Opportunity to Self-learning

Advanced learning applications in IoT enable students to learn themselves at their own pace. Since, they can easily clarify their doubts either with the help of teachers or with the materials itself, more productive results, we can expect. Ultimately, teachers can analyze their students’ performance easily.

IoT Security Risks & Challenges

As long as Internet of Things remains a hot topic, there’s no fault in foreseeing IoT security risks. Obviously, safety is one of the primary concerns for any IoT firm. But for addressing this issue well, one has to know the volume & depth of the subject.

The world of IoT is growing exponentially over time. Everywhere we can see its manifestations- from personal safety gadgets to sophisticated home subsystems and from electric toothbrushes to HVAC devices- that can be accessed & monitored remotely.

The Journal reported – “According to IT research firm International Data Corporation (IDC), IoT is expected to grow from $656 billion in 2014 to $1.7 trillion in 2020, representing a compound annual growth rate of nearly 17 percent.”

It’s impossible to deny “device security” related facts while covering principal security issue in IoT sector. No wonder why device vendors overlooked in this area; especially if they can release cheap devices compromising device safety or privacy.

Real Time Instances on IoT Vulnerabilities

The discussion is not meant to question pitfalls of the entire IoT Industry- but, in a situation where the vulnerabilities in the digital world are occupying space in our real world, these kinds of discussions often find its space.

Analyze these incidents –

  • It was on the last year hackers, Charlie Miller and Chris Valasek demonstrated a jeep Cherokee can be hijacked– just with a notebook computer at home. And very recently, a cyber security expert from Troy hunt, using just a mobile application hacked a Nissan Leaf car and drained it’s entire battery!
  • Samsung had designed a “smart fridge” last year. It was synchronized with user’s Google Calendar through Wi-Fi. This time, the issue came while validating SSL certificates. The result was -as you imagine, unencrypted Google credentials of the user.
  • On October last year, security researchers from Rapid7 found vulnerabilities in 9 baby monitors. By their report, these monitors can easily take control by hackers and use for illicit activities.

Perhaps, you might heard about Shodan, the search engine for IoT devices. We can even see images and videos from non-encrypted webcams around the world through this.

We tested this on some webcamxp cams in Australia. The results were shocking!

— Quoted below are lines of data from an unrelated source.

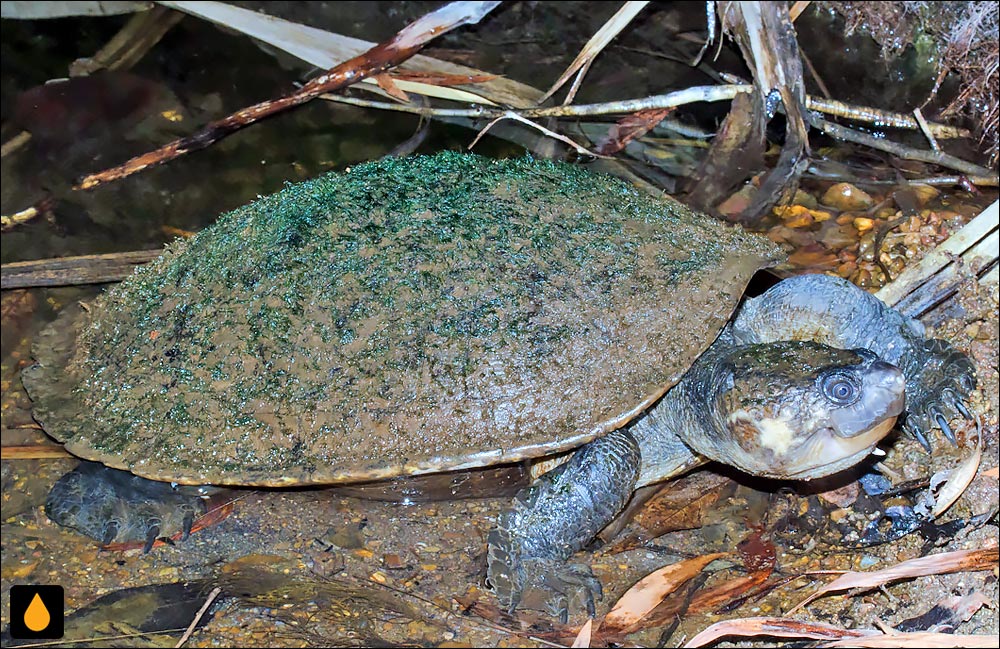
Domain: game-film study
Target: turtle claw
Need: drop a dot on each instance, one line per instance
(560, 583)
(113, 506)
(935, 393)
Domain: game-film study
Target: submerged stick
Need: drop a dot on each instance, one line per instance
(936, 276)
(375, 61)
(72, 271)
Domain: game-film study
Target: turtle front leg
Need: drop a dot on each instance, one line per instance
(113, 506)
(557, 516)
(938, 378)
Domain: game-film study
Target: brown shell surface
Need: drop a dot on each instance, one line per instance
(406, 316)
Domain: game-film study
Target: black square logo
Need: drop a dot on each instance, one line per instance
(36, 612)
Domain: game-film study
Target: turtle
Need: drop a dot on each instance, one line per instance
(446, 312)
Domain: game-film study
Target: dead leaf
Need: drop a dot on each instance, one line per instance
(649, 591)
(775, 627)
(680, 506)
(629, 128)
(597, 42)
(934, 564)
(949, 613)
(920, 639)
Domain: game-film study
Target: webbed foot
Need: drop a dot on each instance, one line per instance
(114, 506)
(548, 522)
(936, 392)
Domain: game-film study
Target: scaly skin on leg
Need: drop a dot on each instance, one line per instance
(804, 382)
(115, 506)
(556, 517)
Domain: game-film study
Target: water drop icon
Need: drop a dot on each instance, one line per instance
(37, 617)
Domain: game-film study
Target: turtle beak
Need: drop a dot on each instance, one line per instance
(856, 430)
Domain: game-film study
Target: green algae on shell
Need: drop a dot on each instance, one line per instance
(406, 316)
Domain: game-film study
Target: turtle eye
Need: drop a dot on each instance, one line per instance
(840, 388)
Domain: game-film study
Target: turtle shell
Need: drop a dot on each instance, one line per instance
(403, 317)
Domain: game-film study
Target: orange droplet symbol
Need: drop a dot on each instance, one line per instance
(37, 616)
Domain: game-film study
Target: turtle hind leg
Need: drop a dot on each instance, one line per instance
(557, 516)
(113, 506)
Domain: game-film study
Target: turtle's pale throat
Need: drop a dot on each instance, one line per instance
(829, 453)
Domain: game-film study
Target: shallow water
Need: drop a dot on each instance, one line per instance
(312, 567)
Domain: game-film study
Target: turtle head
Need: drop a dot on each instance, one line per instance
(801, 410)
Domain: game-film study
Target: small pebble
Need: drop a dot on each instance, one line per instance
(863, 224)
(846, 197)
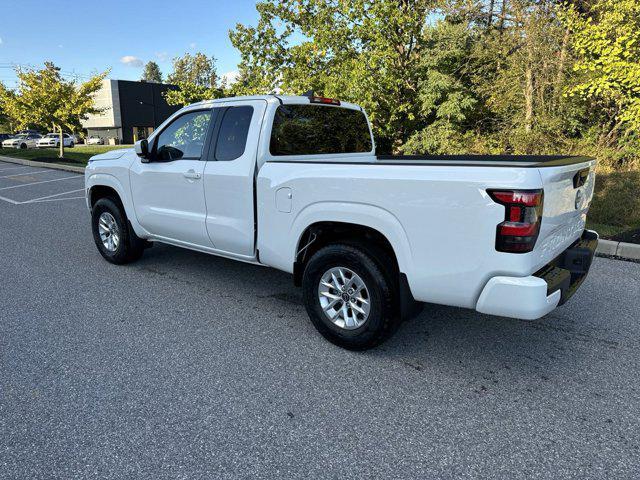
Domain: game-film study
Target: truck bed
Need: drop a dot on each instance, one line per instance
(525, 161)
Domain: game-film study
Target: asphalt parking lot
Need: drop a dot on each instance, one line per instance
(184, 365)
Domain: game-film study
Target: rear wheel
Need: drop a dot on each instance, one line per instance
(349, 298)
(114, 237)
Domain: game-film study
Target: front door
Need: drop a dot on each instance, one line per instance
(229, 177)
(168, 192)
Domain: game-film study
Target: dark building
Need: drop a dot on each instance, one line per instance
(132, 110)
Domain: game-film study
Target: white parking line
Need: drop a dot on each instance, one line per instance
(10, 201)
(34, 200)
(25, 173)
(38, 183)
(14, 168)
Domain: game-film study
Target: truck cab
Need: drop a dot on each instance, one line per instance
(294, 183)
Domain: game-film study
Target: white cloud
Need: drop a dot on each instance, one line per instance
(131, 61)
(230, 77)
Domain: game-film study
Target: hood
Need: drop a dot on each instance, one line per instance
(111, 155)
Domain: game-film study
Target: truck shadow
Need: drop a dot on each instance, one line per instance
(441, 336)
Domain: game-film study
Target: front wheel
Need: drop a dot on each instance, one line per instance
(350, 298)
(114, 237)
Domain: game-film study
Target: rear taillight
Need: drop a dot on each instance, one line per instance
(523, 214)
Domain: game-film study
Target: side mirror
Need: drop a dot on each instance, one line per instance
(142, 149)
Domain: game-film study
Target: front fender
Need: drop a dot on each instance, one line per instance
(356, 213)
(111, 181)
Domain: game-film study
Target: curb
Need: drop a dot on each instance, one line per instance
(625, 251)
(31, 163)
(609, 248)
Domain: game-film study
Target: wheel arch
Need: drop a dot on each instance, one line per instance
(342, 221)
(101, 185)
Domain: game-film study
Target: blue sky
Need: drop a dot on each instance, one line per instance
(87, 36)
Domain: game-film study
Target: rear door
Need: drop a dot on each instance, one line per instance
(168, 191)
(229, 177)
(568, 191)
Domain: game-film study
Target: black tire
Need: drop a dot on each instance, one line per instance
(384, 315)
(130, 246)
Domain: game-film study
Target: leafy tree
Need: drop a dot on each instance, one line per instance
(448, 104)
(364, 51)
(607, 44)
(196, 78)
(152, 73)
(44, 98)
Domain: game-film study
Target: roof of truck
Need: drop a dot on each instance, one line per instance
(273, 98)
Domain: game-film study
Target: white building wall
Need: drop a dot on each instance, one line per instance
(106, 98)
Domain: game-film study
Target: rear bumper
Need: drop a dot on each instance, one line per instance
(532, 297)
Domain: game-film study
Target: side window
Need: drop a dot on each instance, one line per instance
(184, 137)
(232, 137)
(316, 129)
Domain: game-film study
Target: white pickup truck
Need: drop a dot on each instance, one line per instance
(294, 183)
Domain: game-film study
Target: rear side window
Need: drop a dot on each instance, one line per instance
(317, 129)
(184, 138)
(232, 138)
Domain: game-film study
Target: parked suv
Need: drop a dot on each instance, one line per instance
(51, 140)
(22, 140)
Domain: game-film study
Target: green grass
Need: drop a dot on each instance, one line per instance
(615, 208)
(79, 155)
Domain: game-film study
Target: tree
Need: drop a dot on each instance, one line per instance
(196, 78)
(607, 44)
(364, 51)
(44, 98)
(152, 73)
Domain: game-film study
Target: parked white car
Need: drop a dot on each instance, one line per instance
(23, 140)
(95, 140)
(294, 183)
(51, 140)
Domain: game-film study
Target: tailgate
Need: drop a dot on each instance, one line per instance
(568, 191)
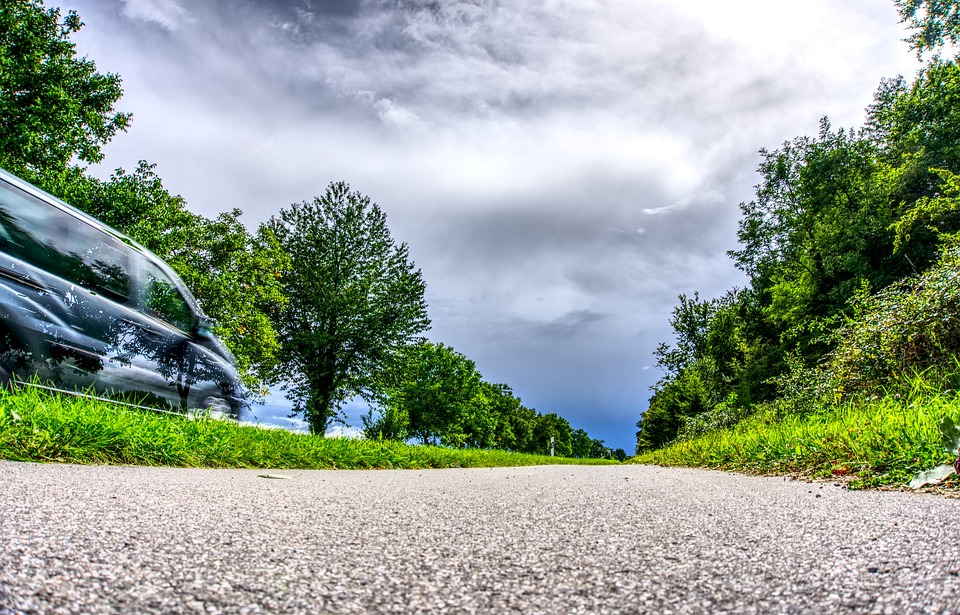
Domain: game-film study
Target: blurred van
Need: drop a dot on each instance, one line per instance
(84, 308)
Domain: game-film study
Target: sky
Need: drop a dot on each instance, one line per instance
(560, 170)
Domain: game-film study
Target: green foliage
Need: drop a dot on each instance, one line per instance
(851, 290)
(932, 217)
(37, 426)
(912, 326)
(935, 22)
(880, 441)
(354, 301)
(234, 275)
(437, 395)
(54, 107)
(439, 392)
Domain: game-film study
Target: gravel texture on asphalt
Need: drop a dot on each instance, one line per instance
(555, 539)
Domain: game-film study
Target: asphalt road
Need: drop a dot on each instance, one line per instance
(621, 539)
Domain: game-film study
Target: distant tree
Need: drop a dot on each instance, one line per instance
(355, 300)
(934, 21)
(54, 107)
(437, 397)
(549, 426)
(515, 422)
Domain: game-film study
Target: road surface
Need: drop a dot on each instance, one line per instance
(558, 539)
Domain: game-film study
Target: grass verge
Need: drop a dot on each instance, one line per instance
(40, 426)
(871, 443)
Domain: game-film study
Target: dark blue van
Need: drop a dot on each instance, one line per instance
(82, 307)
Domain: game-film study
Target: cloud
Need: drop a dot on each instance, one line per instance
(560, 170)
(168, 14)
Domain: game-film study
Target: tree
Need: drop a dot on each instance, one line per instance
(438, 397)
(233, 274)
(935, 22)
(54, 107)
(549, 426)
(355, 300)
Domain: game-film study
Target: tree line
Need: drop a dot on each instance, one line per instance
(320, 296)
(850, 247)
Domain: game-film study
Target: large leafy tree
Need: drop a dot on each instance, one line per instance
(440, 396)
(54, 106)
(355, 300)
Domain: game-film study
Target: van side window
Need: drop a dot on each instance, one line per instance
(48, 238)
(161, 298)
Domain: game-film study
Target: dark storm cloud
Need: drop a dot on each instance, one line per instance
(560, 169)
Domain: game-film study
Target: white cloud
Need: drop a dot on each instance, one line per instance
(504, 140)
(168, 14)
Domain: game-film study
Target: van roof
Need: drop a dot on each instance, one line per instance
(88, 219)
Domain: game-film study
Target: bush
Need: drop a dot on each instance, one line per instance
(913, 326)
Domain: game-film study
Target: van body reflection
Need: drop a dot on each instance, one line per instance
(83, 307)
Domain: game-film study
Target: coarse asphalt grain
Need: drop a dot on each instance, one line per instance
(554, 539)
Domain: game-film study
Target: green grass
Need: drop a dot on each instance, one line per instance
(40, 426)
(876, 442)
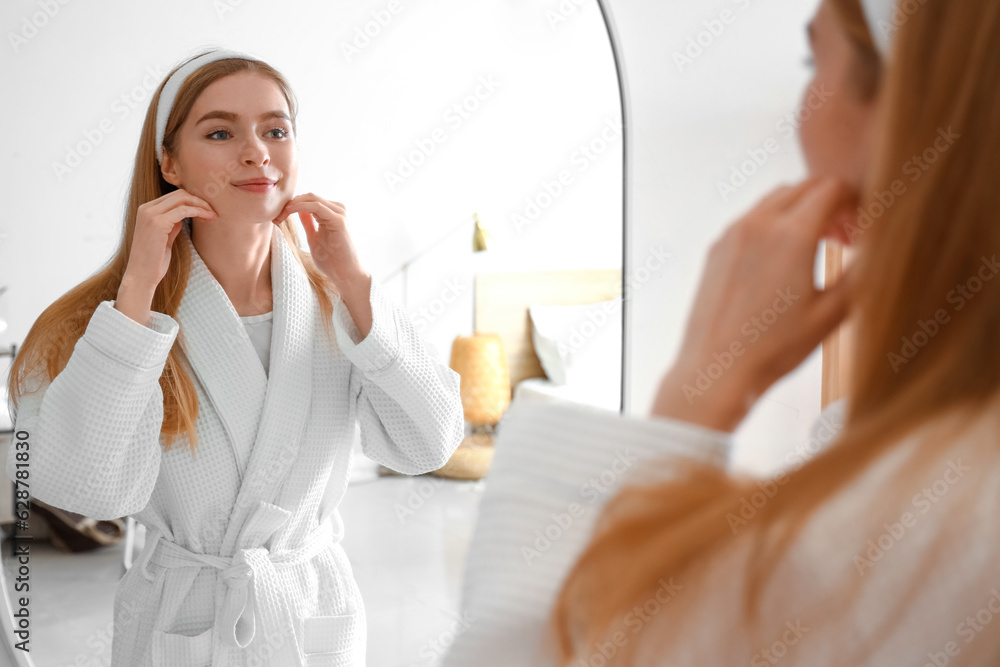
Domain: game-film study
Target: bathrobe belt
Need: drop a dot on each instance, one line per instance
(251, 575)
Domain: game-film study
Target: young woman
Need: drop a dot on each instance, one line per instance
(232, 447)
(879, 543)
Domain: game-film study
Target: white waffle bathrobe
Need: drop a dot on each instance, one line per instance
(242, 563)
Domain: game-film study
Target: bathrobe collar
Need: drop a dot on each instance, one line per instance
(264, 416)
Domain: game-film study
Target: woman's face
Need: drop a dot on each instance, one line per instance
(836, 136)
(237, 135)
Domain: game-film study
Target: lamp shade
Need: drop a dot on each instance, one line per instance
(482, 363)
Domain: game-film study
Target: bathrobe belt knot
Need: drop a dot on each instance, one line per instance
(250, 576)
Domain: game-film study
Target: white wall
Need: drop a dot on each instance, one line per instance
(691, 125)
(360, 112)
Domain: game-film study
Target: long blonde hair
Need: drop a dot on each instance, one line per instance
(944, 75)
(51, 339)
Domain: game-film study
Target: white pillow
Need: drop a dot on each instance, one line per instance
(581, 344)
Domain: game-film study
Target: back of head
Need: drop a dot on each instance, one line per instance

IoT Security Risks - Shodan01
One live feed result from Shodan tested with webcamXP in Australia
IoT Security Risks - Shodan02
Another result from Australia

Shodan reminds us why we need to focus more on IoT security.

Even though ignored in previous times, people have started thinking about the importance to increase IoT security. On the light of previous security breaches and device gap holes, crucial efforts are being taken in order to take them down.

Need for Standardization

The fact is the number of IoT-enabled devices to is never going to diminish. Based on this fact only, we can think about the need for standardized IoT security protocols. But, the problem of lack of mutuality arises when we really address this issue. We may find very little security agreement between those connected devices in many sectors- for example, thermostats or lighting sensors.

Off course, the demand for such protocols may grow as per the new developments in this sector. Collective efforts are expected from device vendors to achieve this.